Selain itu, umur varietas padi sawah berpengaruh terhadap konsumsi air. Semakin pendek atau genjah (90 -100) umur tanamaan padi, makin sedikit total konsumsi air bila dibanding dengan varietas padi sawah berumur lebih panjang atau lebih dari 125 hari. 

“Makanya, penggunaan varietas padi umur genjah sangat dianjurkan kepada petani, seperti yang kita gunakan sekarang ini, varietas Mekongga, umur panennya berkisar 90-an hari,” kata Taufik.

Hal lainnya yang membuat produksi meningkat adalah penggunaan pupuk kompos atau pupuk organik yang mencapai 10 ton per hektare. Jumlah yang terbilang banyak itu, menurut Taufik, karena mengingat lahan pertanian di Sumut sudah mengalami degradasi fungsi tanah. Hal itu membuat ongkos produksi yang dikeluarkan petani menjadi lebih mahal. 

“Penambahan biaya produksi lebih kepada penggunaan pupuk kimia sintetis atau pupuk anorganik. Akibatnya, margin yang diperoleh petani menjadi rendah,” kata Taufik.

Dalam hal demplot yang dilakukan ini, Taufik mencontohkan, adanya pengurangan pemakaian pupuk anorganik hampir 50% dari penggunaan normal petani. Seperti yang disampaikan Jumadi, tadi kata Taufik, mereka hanya menggunakan  pupuk kompos 10 ton per hektare dan urea 100 kg per hektare. Tanpa pemberian pupuk lainnya. 
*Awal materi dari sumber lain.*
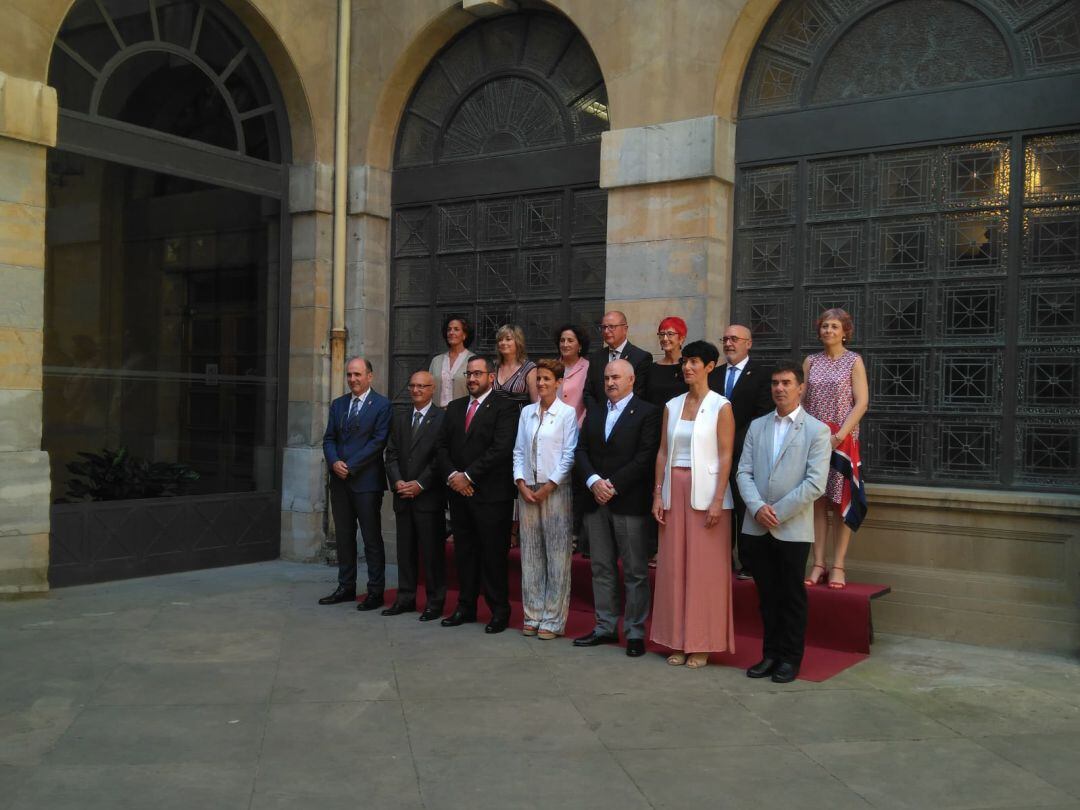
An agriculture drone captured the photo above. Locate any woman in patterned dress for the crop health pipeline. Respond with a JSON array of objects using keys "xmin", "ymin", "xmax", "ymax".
[
  {"xmin": 492, "ymin": 323, "xmax": 538, "ymax": 407},
  {"xmin": 802, "ymin": 308, "xmax": 869, "ymax": 589}
]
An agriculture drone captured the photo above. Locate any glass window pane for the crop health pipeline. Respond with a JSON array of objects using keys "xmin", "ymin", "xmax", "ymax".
[{"xmin": 44, "ymin": 151, "xmax": 281, "ymax": 502}]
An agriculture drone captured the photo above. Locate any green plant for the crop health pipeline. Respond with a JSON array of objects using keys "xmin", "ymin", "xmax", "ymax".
[{"xmin": 64, "ymin": 447, "xmax": 200, "ymax": 502}]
“Hanya dua macam itu saja. Itu artinya, sudah terjadi penghematan biaya produksi dengan tidak mengurangi hasil panen, malah produksi meningkat berkisar satu ton, dari selama ini berkisar 6,5-7 ton GKP per hektare menjadi 8,1 ton per hektare,” terangnya.

Jadi, petani tidak perlu khawatir dengan model penanaman yang dilakukan ini. Demplot ini kata Taufik, sebagai bukti bahwa dengan sistem pertanian yang terarah sebagaimana yang ditekankan dalam model CSA SIMURP ini  sangat menguntungkan petani dan lingkungan. Tanah menjadi gembur, subur dan sehat yang  berdampak pada tanaman dan lingkungan.  

Apalagi, lanjut Taufik, pupuk kompos yang digunakan petani merupakan pupuk yang dibuat sendiri oleh petani dengan menggukan kotoran hewan dan bahan-bahan yang ada di sekitarnya. Begitu juga  penggunaan pestisida dan sejenisnya dalam mengendalikan organisme pengganggu tumbuhan, petani  menggunakan asap cair.

“Kita berharap, dengan model yang dibuat ini, petani menjadi melek dan dapat menerapkan di lahannya masing-masing,” kata Taufik.  

Model pertanian yang dilakukan ini, kata Taufik, juga telah dilihat dan didukung oleh Gubernur Sumut,  Edy Rahmayadi yang hadir khusus melihat pertanaman padi dengan model CSA SIMRUP ini dan melakukan panen secara seremonial. * (junita sianturi)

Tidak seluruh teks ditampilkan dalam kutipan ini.